As I was reading the first of Spencer W. Kimball’s heaven experiences, I at first thought that it was a total cop-out. I knew the artist wanted to know whether President Kimball had seen a vision of the celestial kingdom like Joseph Smith saw as recorded in D&C 76, and I thought President Kimball was trying to avoid the issue that he hadn’t really seen. However, I kept reading, and when I got to the story of the family that seemed like heaven, I started to remember some things. I thought of the hymn lyrics “Home can be a heaven on earth when we are filled with love”. I thought of how my own mother had tried so hard to keep peace in my family while I grew up.
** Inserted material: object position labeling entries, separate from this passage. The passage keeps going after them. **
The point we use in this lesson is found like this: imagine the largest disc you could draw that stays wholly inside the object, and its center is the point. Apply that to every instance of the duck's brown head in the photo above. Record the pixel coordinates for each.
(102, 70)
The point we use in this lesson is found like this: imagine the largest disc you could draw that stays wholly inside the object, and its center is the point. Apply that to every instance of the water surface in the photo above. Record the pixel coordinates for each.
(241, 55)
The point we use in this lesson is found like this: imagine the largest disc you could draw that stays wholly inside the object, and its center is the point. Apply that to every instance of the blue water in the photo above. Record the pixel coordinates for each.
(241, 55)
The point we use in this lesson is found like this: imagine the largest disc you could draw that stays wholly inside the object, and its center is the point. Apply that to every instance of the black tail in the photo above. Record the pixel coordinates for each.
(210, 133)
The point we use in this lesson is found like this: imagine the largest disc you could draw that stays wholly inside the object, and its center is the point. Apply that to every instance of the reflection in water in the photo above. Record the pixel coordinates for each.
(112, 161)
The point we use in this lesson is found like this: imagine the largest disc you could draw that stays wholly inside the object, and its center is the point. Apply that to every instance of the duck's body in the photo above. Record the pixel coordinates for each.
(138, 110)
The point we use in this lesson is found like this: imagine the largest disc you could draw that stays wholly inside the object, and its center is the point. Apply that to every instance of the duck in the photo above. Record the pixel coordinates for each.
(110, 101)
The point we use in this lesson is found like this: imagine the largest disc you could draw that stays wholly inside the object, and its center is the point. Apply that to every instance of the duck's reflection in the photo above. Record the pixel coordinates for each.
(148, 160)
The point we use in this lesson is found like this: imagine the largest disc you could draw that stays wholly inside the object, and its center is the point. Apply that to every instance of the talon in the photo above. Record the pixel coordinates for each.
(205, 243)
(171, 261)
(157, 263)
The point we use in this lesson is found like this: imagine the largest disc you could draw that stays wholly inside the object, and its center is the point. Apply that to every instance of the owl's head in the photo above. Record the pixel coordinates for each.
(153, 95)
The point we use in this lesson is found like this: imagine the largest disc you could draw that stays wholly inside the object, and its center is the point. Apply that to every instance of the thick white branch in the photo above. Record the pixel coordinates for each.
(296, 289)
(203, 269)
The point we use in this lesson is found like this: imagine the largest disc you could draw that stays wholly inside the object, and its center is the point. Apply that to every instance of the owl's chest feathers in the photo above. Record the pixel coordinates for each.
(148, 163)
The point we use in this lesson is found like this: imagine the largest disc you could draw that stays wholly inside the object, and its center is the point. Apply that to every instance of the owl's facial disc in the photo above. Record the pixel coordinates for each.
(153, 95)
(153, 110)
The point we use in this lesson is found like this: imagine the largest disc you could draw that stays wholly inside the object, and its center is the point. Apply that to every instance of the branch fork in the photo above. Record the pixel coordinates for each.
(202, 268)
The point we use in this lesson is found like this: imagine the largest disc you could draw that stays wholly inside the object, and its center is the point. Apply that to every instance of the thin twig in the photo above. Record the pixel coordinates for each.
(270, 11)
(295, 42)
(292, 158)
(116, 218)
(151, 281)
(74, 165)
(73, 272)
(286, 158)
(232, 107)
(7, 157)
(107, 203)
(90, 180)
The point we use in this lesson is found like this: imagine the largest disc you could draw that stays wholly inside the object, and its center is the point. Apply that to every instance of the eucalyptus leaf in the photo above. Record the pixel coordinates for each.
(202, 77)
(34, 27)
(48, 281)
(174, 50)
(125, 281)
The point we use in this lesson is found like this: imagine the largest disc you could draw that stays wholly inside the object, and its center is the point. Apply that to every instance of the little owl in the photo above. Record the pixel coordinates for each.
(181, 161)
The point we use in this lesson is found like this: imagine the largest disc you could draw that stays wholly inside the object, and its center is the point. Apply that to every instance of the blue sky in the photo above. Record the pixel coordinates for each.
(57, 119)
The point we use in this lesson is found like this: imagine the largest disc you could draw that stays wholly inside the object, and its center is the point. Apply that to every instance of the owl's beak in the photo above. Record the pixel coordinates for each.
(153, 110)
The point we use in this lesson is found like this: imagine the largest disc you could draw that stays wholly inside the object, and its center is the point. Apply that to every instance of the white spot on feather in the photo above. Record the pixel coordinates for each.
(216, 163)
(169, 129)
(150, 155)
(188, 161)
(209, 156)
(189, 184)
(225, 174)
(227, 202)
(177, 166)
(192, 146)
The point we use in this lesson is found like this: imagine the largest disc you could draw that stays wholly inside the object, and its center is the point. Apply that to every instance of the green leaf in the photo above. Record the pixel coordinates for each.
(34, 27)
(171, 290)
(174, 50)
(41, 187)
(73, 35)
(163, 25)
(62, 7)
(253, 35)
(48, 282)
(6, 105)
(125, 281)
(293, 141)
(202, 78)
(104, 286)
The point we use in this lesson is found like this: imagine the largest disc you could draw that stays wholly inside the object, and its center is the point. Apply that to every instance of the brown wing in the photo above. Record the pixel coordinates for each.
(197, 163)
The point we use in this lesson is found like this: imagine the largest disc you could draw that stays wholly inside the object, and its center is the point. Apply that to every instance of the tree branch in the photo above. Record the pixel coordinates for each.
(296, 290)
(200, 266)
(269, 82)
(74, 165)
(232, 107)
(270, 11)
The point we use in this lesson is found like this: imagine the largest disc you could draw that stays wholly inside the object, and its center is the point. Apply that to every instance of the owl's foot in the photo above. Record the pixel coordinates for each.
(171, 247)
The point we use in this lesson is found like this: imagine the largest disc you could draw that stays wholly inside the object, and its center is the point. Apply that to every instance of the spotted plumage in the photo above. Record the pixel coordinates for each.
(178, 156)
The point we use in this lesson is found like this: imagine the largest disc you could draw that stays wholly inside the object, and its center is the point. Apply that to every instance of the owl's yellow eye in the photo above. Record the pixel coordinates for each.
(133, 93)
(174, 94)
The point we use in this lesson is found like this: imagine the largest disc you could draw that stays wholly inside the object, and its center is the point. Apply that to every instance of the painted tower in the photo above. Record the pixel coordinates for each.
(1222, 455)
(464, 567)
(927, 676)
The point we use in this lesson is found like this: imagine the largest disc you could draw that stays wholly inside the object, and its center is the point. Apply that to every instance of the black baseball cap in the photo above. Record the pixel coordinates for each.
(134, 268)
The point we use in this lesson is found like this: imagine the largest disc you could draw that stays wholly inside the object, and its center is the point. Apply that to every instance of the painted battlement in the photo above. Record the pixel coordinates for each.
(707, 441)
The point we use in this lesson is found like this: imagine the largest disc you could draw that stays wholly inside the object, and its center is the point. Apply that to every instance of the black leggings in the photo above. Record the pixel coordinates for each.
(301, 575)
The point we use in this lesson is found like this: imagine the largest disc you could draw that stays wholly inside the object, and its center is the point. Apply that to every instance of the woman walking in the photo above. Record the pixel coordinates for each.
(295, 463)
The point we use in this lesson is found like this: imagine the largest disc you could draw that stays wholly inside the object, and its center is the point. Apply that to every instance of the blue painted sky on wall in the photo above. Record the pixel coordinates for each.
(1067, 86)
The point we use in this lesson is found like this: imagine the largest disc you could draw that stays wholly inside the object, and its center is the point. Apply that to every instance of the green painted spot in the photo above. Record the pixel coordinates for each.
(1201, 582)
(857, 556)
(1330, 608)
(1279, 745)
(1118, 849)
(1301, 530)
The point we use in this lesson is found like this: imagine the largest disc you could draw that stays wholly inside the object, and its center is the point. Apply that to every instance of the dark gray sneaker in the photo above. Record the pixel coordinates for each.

I thought of how my parents would sometimes point out little moments when we were so happy to be together that it seemed like heaven. That’s when I realized something startling.
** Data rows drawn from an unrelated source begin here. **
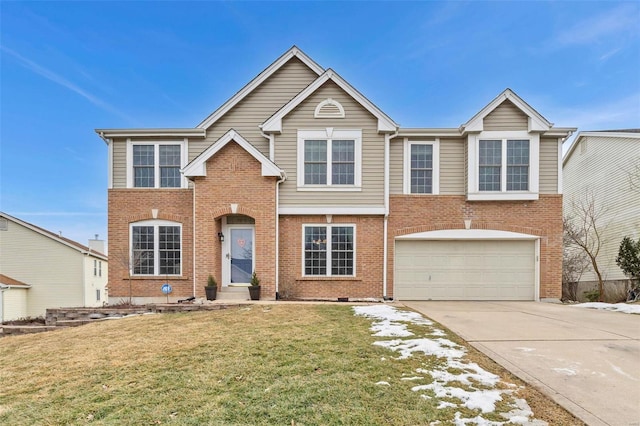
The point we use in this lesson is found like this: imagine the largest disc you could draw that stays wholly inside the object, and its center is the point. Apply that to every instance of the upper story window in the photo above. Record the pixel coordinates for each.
(329, 159)
(421, 167)
(503, 165)
(155, 164)
(156, 248)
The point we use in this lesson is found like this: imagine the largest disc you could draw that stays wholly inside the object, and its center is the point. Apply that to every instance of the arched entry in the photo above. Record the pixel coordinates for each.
(238, 250)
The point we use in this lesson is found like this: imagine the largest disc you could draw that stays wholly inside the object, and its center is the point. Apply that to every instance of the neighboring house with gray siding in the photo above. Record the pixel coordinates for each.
(304, 181)
(40, 269)
(605, 166)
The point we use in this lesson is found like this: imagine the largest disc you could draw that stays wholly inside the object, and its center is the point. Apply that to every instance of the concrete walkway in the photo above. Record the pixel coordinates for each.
(586, 360)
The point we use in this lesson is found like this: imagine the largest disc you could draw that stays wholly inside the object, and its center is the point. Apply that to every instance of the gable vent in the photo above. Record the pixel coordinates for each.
(329, 108)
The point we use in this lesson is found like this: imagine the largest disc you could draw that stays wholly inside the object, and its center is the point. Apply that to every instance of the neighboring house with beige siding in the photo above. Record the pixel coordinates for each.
(605, 166)
(302, 180)
(40, 269)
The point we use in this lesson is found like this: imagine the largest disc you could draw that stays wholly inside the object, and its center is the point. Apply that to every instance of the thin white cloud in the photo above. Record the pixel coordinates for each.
(50, 75)
(622, 20)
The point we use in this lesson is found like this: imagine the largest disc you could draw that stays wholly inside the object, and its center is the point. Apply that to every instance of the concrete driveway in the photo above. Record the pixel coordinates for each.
(586, 360)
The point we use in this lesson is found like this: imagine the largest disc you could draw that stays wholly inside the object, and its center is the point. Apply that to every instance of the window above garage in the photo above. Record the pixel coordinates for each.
(503, 165)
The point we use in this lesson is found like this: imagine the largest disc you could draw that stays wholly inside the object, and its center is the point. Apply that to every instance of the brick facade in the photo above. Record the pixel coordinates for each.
(127, 206)
(420, 213)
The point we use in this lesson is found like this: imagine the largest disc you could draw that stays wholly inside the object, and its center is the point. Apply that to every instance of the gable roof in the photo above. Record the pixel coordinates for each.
(537, 123)
(198, 166)
(58, 238)
(274, 123)
(626, 133)
(258, 80)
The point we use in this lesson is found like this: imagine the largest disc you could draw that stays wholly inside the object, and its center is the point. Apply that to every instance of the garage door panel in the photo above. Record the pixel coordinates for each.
(465, 270)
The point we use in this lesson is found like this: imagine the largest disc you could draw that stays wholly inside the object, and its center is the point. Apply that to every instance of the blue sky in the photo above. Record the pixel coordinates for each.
(70, 67)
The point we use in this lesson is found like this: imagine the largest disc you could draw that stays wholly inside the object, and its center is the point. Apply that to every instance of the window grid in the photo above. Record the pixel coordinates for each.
(421, 168)
(517, 165)
(340, 256)
(315, 162)
(315, 250)
(490, 165)
(143, 166)
(169, 250)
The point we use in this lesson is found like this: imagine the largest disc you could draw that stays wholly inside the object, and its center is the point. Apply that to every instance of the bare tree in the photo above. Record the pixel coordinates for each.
(583, 230)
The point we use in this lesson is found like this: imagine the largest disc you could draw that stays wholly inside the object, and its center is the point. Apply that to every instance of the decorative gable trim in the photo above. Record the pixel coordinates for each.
(258, 80)
(537, 123)
(198, 167)
(329, 108)
(274, 123)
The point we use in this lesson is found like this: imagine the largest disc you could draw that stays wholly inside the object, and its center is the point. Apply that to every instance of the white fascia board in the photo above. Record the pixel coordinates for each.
(258, 80)
(132, 133)
(435, 132)
(198, 166)
(537, 123)
(468, 234)
(331, 210)
(274, 123)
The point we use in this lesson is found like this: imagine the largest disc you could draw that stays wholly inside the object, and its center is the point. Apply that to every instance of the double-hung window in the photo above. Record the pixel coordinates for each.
(156, 248)
(155, 164)
(329, 250)
(329, 159)
(504, 167)
(421, 167)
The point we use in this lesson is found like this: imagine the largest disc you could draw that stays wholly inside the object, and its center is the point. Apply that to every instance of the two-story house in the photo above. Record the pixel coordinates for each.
(302, 179)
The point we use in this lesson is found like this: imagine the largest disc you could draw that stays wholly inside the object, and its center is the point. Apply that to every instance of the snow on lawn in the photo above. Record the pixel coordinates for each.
(617, 307)
(471, 385)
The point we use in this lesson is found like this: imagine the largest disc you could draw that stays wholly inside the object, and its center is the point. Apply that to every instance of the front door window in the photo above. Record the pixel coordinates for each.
(241, 255)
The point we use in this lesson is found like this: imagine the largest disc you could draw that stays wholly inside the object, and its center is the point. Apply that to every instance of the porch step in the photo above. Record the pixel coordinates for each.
(233, 293)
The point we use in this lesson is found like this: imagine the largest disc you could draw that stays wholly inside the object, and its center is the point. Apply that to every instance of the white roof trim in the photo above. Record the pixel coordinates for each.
(537, 123)
(53, 236)
(258, 80)
(274, 123)
(601, 134)
(468, 234)
(198, 167)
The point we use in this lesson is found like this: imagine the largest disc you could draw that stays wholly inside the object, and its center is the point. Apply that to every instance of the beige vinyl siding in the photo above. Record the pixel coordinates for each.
(452, 166)
(372, 193)
(506, 116)
(603, 170)
(396, 166)
(548, 165)
(119, 163)
(53, 270)
(259, 105)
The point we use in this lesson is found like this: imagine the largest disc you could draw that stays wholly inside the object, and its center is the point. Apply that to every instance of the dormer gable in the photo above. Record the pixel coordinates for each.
(507, 106)
(198, 167)
(274, 123)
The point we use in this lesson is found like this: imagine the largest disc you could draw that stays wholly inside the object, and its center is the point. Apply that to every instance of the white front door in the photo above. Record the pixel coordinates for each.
(237, 255)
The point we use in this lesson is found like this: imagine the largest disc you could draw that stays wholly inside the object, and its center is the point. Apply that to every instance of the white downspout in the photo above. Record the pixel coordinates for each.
(282, 179)
(385, 250)
(193, 228)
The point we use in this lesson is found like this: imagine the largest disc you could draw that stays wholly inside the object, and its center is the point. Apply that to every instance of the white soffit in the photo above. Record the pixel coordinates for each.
(467, 234)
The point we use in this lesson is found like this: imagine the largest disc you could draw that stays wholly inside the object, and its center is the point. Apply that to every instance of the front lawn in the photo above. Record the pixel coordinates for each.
(283, 364)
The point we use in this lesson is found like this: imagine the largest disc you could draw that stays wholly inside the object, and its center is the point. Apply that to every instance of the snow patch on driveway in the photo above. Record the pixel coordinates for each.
(458, 382)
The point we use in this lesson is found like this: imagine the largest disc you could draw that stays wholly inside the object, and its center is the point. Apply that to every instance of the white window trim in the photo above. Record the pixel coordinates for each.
(329, 226)
(473, 192)
(183, 161)
(329, 134)
(435, 185)
(156, 246)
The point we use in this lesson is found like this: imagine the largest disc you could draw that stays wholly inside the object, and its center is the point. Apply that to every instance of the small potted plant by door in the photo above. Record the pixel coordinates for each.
(254, 288)
(211, 289)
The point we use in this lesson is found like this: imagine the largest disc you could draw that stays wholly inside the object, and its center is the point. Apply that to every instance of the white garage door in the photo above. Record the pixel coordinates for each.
(465, 270)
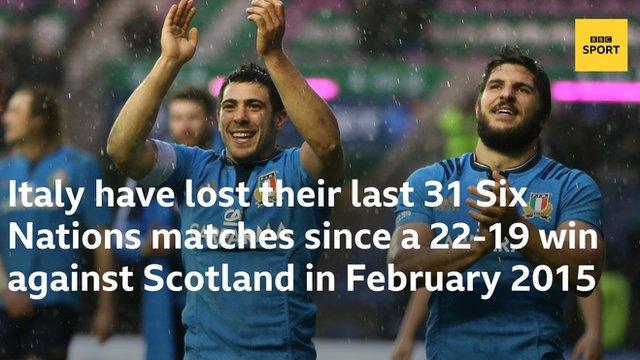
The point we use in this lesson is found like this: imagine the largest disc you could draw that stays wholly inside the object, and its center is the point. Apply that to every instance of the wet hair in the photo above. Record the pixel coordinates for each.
(199, 95)
(248, 73)
(511, 54)
(45, 104)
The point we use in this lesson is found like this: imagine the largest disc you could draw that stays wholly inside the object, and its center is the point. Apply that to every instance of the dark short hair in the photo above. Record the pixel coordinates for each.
(511, 54)
(199, 95)
(44, 103)
(254, 73)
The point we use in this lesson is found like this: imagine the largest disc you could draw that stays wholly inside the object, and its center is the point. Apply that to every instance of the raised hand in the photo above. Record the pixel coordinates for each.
(269, 17)
(487, 216)
(178, 42)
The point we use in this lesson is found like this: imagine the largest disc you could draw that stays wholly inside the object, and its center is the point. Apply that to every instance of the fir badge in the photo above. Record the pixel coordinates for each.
(539, 205)
(269, 179)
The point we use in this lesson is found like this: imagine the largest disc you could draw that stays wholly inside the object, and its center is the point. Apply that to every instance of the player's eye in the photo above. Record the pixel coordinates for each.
(254, 106)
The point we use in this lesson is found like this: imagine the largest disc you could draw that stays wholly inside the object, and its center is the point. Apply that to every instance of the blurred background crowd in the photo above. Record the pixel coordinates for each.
(401, 77)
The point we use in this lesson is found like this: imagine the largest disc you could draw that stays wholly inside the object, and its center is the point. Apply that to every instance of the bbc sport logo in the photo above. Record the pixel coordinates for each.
(601, 45)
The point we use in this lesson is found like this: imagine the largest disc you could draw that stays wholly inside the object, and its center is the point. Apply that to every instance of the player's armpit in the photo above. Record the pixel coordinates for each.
(139, 162)
(329, 168)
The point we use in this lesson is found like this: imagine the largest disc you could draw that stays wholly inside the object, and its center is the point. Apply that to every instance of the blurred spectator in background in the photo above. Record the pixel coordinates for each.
(191, 122)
I realized that we tend to think in terms of what can be taken to heaven and what will be eternal and what heaven will be like, when really, it is should be the other way around. Family isn’t something of the earth that we take to heaven with us, but it is something heavenly that we can have on the earth. The commandments aren’t something of the earth that get us to heaven, the commandments are celestial and we can have them on the earth! Principles we will live by in heaven have already been given to us to live on the earth. We make a heaven here so that we’ll be worthy of it there, along with celestial glory.
When I realized this, I suddenly saw that I had seen heaven over and over and over without recognizing it. I saw heaven when I got to welcome a woman into the celestial room of the temple after she got her endowments for the first time. I saw heaven at family reunions. I saw heaven when I was sealed to my husband for time and eternity. I saw heaven when I saw people donating their surplus to Deseret Industries. I saw heaven when I saw people serving each other at ward activities. I saw heaven in countless family home evenings and countless family prayers and sessions of scripture study, when the Spirit was there. I saw heaven in obedience, sacrifice, service, missionary work, temple work, and so on. I saw heaven in growing families, in continued courtship after marriage, in my husband’s love, in friendship, in forgiveness, in choirs singing triumphant, ringing praises. In every good holy thing I was seeing a piece of heaven.
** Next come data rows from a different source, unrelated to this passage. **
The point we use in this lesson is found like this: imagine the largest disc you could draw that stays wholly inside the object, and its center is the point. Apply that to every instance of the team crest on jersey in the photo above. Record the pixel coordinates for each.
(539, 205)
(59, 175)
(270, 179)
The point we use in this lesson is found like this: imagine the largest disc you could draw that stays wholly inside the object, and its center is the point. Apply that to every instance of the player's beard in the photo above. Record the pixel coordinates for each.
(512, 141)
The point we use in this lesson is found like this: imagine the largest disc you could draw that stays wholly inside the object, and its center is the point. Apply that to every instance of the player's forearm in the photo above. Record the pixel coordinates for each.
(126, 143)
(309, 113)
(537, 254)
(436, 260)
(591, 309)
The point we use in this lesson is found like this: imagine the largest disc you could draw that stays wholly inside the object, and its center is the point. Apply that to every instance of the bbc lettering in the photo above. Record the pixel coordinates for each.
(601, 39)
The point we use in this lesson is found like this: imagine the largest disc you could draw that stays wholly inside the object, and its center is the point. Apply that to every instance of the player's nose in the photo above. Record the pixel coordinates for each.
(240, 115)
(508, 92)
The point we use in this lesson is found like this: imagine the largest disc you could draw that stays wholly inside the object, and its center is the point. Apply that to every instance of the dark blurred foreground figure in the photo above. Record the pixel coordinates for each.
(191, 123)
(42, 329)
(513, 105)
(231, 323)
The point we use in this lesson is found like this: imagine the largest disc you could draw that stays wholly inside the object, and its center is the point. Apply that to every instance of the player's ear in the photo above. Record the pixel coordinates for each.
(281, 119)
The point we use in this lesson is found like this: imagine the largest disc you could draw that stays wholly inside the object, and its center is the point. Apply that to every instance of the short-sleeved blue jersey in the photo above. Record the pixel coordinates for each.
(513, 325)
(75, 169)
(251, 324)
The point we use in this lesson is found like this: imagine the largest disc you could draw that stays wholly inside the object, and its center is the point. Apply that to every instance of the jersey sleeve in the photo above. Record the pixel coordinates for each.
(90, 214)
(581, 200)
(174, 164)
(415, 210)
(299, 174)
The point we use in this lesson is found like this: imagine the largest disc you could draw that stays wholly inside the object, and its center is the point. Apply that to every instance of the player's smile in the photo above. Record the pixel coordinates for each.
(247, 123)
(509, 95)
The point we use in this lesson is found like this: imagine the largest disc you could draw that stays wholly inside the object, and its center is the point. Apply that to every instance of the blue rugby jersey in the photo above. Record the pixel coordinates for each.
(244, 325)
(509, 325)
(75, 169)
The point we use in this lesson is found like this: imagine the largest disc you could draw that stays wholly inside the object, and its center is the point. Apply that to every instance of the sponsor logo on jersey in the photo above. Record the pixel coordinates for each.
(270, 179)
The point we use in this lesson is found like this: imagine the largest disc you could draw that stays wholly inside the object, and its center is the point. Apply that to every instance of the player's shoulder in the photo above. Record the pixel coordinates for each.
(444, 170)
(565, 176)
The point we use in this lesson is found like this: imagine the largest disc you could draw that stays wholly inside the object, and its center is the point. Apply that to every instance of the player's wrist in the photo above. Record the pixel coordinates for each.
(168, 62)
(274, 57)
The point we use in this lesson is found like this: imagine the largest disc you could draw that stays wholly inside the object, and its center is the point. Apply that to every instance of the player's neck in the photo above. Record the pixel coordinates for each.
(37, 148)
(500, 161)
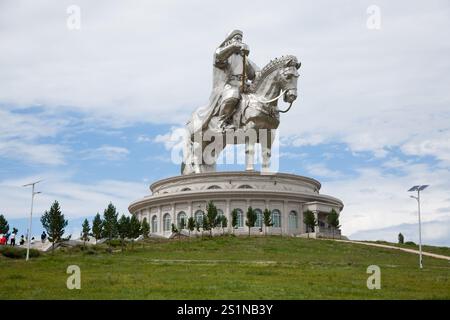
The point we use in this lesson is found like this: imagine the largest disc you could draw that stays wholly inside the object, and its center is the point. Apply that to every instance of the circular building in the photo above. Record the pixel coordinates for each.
(287, 196)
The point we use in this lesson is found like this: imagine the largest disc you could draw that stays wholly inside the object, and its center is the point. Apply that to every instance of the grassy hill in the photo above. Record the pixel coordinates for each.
(227, 268)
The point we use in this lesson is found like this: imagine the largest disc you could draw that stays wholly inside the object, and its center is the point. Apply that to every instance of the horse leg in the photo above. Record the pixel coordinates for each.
(250, 148)
(266, 150)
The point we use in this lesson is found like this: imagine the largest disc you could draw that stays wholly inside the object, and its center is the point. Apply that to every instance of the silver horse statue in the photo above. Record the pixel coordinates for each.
(258, 109)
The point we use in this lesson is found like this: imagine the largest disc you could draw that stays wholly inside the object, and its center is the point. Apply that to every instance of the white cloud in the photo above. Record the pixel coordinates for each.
(376, 199)
(105, 152)
(320, 170)
(20, 136)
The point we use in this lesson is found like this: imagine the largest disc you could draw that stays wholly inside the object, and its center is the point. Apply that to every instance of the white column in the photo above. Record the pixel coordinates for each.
(284, 220)
(316, 216)
(160, 222)
(174, 218)
(228, 215)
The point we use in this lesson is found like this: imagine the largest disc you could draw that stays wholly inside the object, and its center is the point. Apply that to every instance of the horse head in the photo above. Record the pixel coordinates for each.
(288, 77)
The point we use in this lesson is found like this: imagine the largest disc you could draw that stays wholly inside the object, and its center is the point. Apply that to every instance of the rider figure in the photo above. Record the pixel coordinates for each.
(229, 57)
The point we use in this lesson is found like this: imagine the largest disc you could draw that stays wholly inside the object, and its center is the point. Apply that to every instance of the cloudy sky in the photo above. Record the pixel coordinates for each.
(92, 110)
Now we see that we must not only avoid procrastinating our repentance, but we must also not put off preparing for heaven. We have to put heaven’s principles to work here, we need to practice obedience here, we need to acquire integrity and generosity here, and make a heaven that the very angels can visit here.
I haven’t seen heaven like Joseph Smith saw it, but I expect someday I will, if I continue to sanctify myself. You will too, if you do the same. At the tail end of D&C 76, there is this:
“But great and marvelous are the works of the Lord, and the mysteries of his kingdom which he showed unto us, which surpass all understanding in glory, and in might, and in dominion; Which he commanded us we should not write while we were yet in the Spirit, and are not lawful for man to utter; Neither is man capable to make them known, for they are only to be seen and understood by the power of the Holy Spirit, which God bestows on those who love him, and purify themselves before him; To whom he grants this privilege of seeing and knowing for themselves; That through the power and manifestation of the spirit, while in the flesh, they may be able to bear his presence in the world of glory” (D&C 76:114-118, emphasis added).This is a promise of seeing and knowing about heaven both through the Spirit, and with our very eyes. The spiritual part must come first, though, so that we will know what it is we see with our eyes, and recognize it for what it is.
Will you tell me about a time when you recognized a bit of heaven in your life?